Detta così può suonare una operazione di poco conto, ma se prendi il lungo elenco delle app inglobate probabilmente capirai che la parola “app” è utilizzata in realtà come sinonimo di “social”, o comunque di “servizio web ultraconosciuto con una marea di utenti”.
Sto parlando di nomi come Airbnb, Digg, TripAdvisor. O anche di eBay, Foursquare, Spotify (anche se attualmente queste 3 non sono “visibili” dall’Italia). Per non parlare dell’astro nascente Pinterest.
Tutti questi torrenti confluiscono nel grande fiume della Timeline, tramite la quale i nostri contatti di Facebook potranno sapere, in tempo reale, praticamente tutte le azioni che compiamo nel corso della giornata: cosa stiamo cucinando, mangiando e bevendo, cosa stiamo acquistando, cosa stiamo leggendo, guardando o ascoltando, dove stiamo andando.
Ormai non si parla più solamente di “Like”, ma di “Actions”: per ogni app che installo corrisponde una azione (leggere, guardare, ascoltare, etc), ed ogni azione che faccio tramite l’app collegata alla Timeline finisce sotto gli occhi dei miei amici.
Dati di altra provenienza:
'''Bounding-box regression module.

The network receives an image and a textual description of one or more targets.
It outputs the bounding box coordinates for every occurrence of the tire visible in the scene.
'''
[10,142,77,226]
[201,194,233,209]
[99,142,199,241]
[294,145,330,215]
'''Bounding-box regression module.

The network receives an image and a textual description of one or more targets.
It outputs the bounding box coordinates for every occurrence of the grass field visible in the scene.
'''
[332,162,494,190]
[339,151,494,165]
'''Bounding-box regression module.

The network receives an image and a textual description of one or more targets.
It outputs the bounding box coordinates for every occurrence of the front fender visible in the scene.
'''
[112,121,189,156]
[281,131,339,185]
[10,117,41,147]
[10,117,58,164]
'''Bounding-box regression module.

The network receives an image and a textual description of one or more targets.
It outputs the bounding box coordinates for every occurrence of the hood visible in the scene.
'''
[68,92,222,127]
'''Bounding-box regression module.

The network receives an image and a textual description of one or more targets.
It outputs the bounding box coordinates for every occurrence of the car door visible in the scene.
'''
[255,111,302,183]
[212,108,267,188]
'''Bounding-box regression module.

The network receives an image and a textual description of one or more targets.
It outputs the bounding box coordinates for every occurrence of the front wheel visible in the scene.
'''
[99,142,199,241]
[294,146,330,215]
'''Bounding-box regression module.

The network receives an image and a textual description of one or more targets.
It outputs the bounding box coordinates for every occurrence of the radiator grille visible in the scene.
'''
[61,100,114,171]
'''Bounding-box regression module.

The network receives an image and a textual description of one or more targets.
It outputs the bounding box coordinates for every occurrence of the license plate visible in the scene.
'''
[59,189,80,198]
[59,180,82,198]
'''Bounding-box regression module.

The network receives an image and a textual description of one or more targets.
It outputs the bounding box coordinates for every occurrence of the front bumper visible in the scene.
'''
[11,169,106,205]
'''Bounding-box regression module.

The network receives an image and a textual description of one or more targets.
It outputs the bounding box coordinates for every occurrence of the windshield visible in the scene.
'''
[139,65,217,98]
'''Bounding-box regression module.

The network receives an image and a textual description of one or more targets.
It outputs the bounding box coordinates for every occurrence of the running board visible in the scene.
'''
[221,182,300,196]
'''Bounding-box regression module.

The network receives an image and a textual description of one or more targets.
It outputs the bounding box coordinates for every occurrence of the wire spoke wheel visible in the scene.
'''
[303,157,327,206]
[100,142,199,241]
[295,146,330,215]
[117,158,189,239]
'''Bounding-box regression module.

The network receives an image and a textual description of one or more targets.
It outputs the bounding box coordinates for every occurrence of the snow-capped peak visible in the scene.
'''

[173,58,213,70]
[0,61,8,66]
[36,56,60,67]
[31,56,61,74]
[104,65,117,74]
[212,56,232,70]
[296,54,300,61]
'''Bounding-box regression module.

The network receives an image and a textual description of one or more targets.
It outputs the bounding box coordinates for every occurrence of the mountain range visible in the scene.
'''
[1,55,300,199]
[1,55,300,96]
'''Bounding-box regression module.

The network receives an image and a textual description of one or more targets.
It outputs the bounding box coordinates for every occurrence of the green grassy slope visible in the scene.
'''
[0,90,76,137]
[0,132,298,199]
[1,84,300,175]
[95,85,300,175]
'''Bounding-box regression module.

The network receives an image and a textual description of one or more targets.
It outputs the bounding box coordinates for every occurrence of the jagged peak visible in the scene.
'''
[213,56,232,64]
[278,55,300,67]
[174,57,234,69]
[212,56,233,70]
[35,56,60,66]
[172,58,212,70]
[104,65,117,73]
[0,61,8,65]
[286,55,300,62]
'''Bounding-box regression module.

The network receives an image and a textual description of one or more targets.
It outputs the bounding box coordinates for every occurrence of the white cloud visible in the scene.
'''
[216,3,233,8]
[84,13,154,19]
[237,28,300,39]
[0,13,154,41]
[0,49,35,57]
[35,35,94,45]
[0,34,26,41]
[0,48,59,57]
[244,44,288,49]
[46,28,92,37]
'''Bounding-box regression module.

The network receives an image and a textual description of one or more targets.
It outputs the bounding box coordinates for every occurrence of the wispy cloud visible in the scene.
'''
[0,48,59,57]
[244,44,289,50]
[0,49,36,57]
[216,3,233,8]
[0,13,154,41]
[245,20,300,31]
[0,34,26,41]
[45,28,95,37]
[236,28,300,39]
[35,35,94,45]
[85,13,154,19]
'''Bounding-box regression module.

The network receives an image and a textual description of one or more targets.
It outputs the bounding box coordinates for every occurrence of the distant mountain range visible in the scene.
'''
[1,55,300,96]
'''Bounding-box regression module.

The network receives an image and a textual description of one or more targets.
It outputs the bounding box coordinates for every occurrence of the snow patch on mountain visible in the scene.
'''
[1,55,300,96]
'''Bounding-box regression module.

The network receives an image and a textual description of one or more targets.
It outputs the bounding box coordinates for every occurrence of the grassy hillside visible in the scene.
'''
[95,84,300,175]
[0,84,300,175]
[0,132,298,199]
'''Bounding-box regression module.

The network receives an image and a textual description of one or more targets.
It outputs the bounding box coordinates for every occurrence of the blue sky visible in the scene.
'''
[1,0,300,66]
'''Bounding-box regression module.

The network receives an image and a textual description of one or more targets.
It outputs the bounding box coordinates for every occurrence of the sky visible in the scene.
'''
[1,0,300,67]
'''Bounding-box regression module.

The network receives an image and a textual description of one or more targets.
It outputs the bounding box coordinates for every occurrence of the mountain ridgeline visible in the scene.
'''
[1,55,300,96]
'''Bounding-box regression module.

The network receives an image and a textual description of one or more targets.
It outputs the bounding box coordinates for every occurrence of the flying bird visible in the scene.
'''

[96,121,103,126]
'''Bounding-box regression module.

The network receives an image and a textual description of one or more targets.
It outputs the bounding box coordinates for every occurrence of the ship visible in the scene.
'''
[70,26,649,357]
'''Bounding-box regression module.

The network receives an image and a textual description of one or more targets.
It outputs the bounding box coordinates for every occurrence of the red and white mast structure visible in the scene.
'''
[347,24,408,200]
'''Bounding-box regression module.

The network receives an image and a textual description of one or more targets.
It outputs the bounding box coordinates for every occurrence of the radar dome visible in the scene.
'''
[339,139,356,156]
Privacy a parte, a mio parere il punto che rischia di passare inosservato è un altro: praticamente tutte le startup più in voga sono saltate all’interno di Facebook. Facebook è oggi una vetrina talmente trafficata che qualunque altro social, per ottenere visibilità, accetta ben volentieri un posto sullo scaffale.
Quali siano le condizioni economiche di questi accordi non è noto, e se la cosa sia davvero “win-win” è tutto da dimostrare: di certo l’utente non ha più la necessità di uscire da Facebook per sapere cosa combinano i suoi amici all’interno dei tanti altri contenitori sociali, che rischiano di finire annacquati dentro l’impero di Zuckerberg. Pezzi di puzzle che possono esserci o non esserci, semplici accessori che magari, un domani, verranno “clonati” dalla stessa Effe Blu.